Beethoven ne fut instruit que dans une seule chose, la musique. Il est difficile de savoir exactement à quel point il profita des leçons de son père et de son professeur Pfeiller : on peut du moins présumer que son éducation se borna à des exercices tout mécaniques, que son talent de violoniste apparut dès lors très médiocre, et que sa première étude du piano lui acquit seulement l’agilité des poignets et la souplesse des doigts. Mais sitôt qu’il eut vaincu les premières résistances, cette musique qu’il entendait pratiquer tout autour de lui, et qu’il s’habituait à considérer comme l’unique objet de sa vie, il est vraisemblable qu’elle accapara toutes les forces vives de son esprit. À son insu, elle trouva en lui une résonance profonde, qui l’empêcha de tirer un parti bien excellent des leçons purement techniques qu’on lui donnait. Par un trait qui se rencontre à chaque pas de son histoire, il prit, dans la défense même qui lui en était faite, un désir plus violent de composer de la musique et de sacrifier l’assouplissement de son doigté à la libre expression de ses sentimens intérieurs. Son père lui interdisait d’improviser, de songer à autre chose qu’à ses exercices. Un soir que l’enfant avait à montrer ce qu’il avait appris dans la journée, il se met à jouer un morceau de sa composition : « Écoute cela, dit-il, n’est-ce pas joli ? » Le père refuse d’entendre, et le rappelle à son devoir. Mais le lendemain Louis ne put s’empêcher de recommencer : « Écoute ceci, dit-il, cette fois, c’est vraiment joli. » Il se promenait au bord du Rhin en rêvant des chansons. Ou bien il s’asseyait dans sa petite chambre et regardait fixement devant lui ; et lorsque la fille du boulanger, après l’avoir appelé longtemps, parvenait enfin à le faire sortir de sa méditation, l’enfant lui expliquait « qu’il avait pensé à une chose de musique si belle, qu’il en était tout heureux[1]. »

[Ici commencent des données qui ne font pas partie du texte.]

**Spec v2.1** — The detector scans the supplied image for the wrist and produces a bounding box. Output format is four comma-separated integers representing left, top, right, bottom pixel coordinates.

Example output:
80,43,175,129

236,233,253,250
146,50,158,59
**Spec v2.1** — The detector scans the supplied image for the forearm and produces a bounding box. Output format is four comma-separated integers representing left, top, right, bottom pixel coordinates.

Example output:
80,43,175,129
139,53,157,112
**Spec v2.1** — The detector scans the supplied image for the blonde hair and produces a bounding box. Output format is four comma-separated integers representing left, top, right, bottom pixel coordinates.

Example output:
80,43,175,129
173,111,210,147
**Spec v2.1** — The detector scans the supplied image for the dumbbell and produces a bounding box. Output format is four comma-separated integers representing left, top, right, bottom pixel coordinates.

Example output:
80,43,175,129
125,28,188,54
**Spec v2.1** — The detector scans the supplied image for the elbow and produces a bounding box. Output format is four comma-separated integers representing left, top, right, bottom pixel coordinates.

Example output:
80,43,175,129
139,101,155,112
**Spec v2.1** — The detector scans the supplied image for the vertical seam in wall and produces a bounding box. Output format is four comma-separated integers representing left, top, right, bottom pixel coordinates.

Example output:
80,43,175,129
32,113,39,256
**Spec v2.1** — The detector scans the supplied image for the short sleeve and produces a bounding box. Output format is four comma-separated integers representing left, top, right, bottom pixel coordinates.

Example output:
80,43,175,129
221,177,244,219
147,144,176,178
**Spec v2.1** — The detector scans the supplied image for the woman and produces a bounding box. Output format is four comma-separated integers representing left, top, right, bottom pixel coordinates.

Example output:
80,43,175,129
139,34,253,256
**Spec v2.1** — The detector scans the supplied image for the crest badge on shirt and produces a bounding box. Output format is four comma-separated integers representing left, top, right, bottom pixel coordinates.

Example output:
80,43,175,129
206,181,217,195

  1. La source où nous prenons ces trois anecdotes est, par exception, assez peu sûre : ce sont les Souvenirs de l’illettré Fischer, le fils du boulanger de la Rheingasse. rédigés en 1857. Il nous semble pourtant que les traits cités, et deux ou trois autres, se distinguent des informes bavardages qui les entourent, dans le manuscrit de Fischer, par un ton plus net et plus sincère. Il est d’ailleurs certain que la sœur de ce Fischer (Cécile), morte en 1845, a été l’amie et la camarade de jeux du petit Beethoven.